The students aren’t given any warning, context, or told the significance of each part of the performance they just observed. They are pretty universally confused as to what they just saw, but I resist the urge to explain the act right away. As I am talking my way through what happens in a ribosome during translation, and we are talking about the building polypeptide at the “P”-site of the ribosome, a few students start to catch on, and I will occasionally get someone who just starts laughing (not a normal reaction to a slideshow). The “lecture” ends with a picture of the Fonz, with a subtitle asking them to explain how the model represents translation in the ribosome.

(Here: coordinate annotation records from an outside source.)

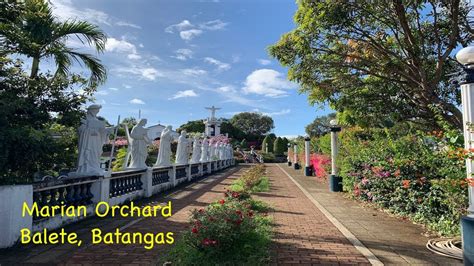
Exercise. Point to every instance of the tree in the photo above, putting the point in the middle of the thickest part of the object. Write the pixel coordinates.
(39, 120)
(267, 144)
(228, 128)
(243, 144)
(320, 125)
(252, 123)
(192, 126)
(35, 32)
(279, 147)
(388, 61)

Start to finish, this process takes me about 20 minutes. I find that my students have better retention of the concept, and I am able to save a fair chunk of class time that used to be devoted to practice problems and assignments where they had to draw models of protein synthesis. What do you think? What can I add to my model to make it an even more representation of translation at ribosomes? Share something in the comments or drop me a line via email or Twitter.

2 Responses to “A Model Performance

  • PS Close
    10 years ago

    I believe that was Carol Robertson from Fulton, MO

    • Drew Ising
      10 years ago

      Thanks! I’ll have to send her a thank you message.